Por otra parte, y en referencia al programa que comanda, señaló que en noviembre cumple 10 años de puesta en marcha, lapso en el que recibió reconocimiento nacional e internacional.
Desde este programa, según describen desde Lotería, “se realiza un abordaje integral de la persona adicta al juego y su familia brindando contención, orientación, información y, si se produce la demanda, la derivación a centros de atención”. Y también se desarrollan “actividades de promoción, prevención e intervenciones comunitarias destinadas a promover el juego responsable”.
Cabe recordar que este proyecto incluye una línea telefónica gratuita, que es el 0800-777-2983, donde la persona que necesita ayuda (o un familiar) será atendido por una operadora que dará distintas opciones, y también existe el proceso de autoexclusión de las salas de juego.
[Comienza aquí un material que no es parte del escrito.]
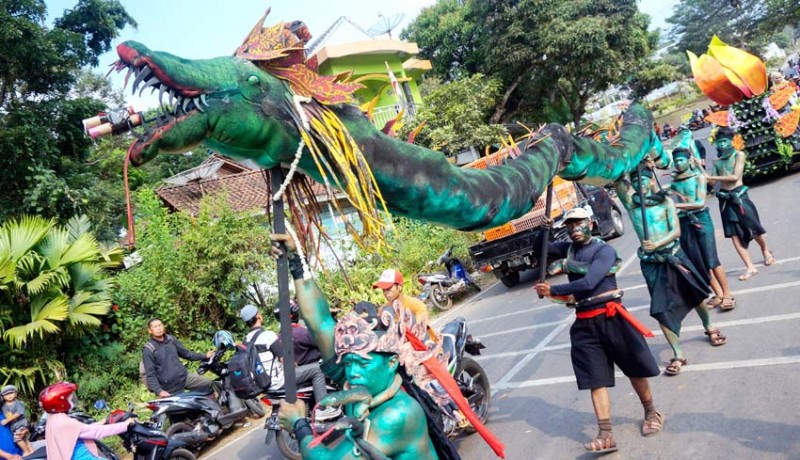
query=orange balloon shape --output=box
[708,35,767,97]
[686,51,744,105]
Esta exclusión inicialmente era por dos años y, tal como señaló Quiroga, “después de un proceso de avance y desarrollo en 2012 se amplió a 4 años”.
Además quien lo hace también se compromete a presentar cada seis meses un certificado médico sobre el tratamiento y la evolución, a la par que es posible labrarle un acta de infracción y aumentar la exclusión por otros cuatro años más si se lo detecta ingresando a alguna de las salas.
Quiroga también aclaró que la definición de esta patología como ludopatía se va dejando de lado por la estigmatización que genera, y en su lugar se utiliza “juego patológico o juego problemático”.
Mariana Corradini. Redacción Puntal.